Trouble in Trinidad
In dem karibischen Inselstaat kämpfen die Copyright-Wächter
In Trinidad und Tobago streiten die etablierte Copyright-Organisation COTT und die neugegründete TTCO um die beherrschende Stellung bei der Wahrnehmung von Urheberrechten für die einheimische Musikszene. Die TTCO will mit einer Änderung des Vergütungssystems mehr Gerechtigkeit für die Künstler erreichen. Für das Land kommt der Konflikt zu einem ungünstigen Zeitpunkt, da es erst im Mai 2000 zum Standort der länderübergreifend für mehrere Karibikstaaten agierenden Copyright-Organisation CCL bestimmt worden ist.

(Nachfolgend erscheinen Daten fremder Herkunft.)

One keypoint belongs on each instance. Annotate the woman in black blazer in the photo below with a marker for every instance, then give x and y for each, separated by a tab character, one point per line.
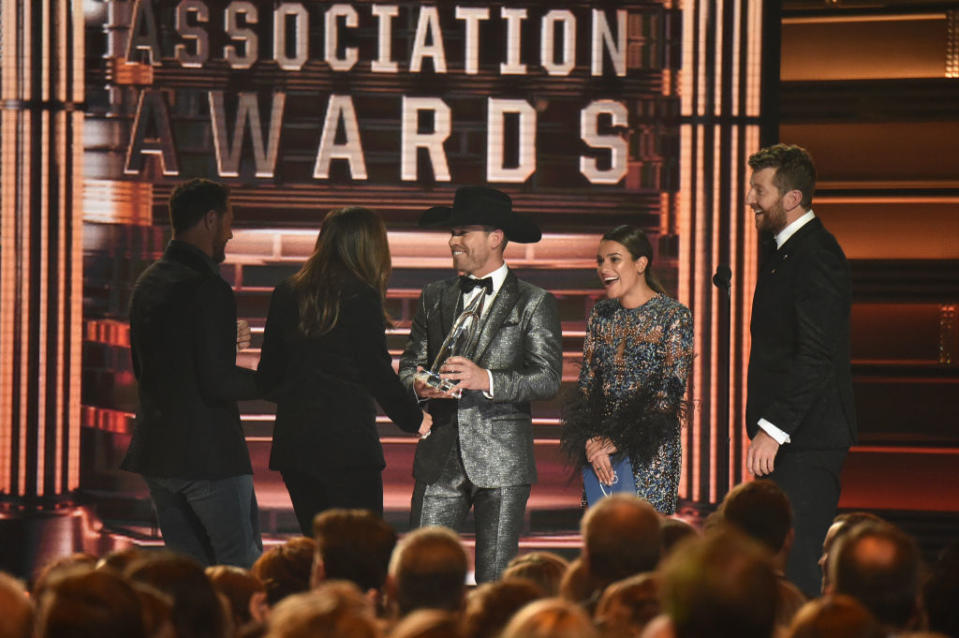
324	360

Trinidad und Tobago ist ein kleiner Inselstaat mit nur knapp 1,5 Millionen Bürgern in der südlichen Karibik vor der Küste von Venezuela, hat aber seit November 2000 etwas, das weltweit viel größere Staaten nicht haben - gleich zwei nationale Organisationen, die für einheimische Sänger und Musiker deren künstlerische Urheberrechte bei der öffentlichen Aufführung und im Exportmarkt wahrnehmen (wollen) . Das etablierte Unternehmen "Copyright Organisation of Trinidad and Tobago" COTT hat jetzt Konkurrenz durch die im November aus der Taufe gehobene "Trinidad and Tobago Copyright Collection Organization" TTCO bekommen.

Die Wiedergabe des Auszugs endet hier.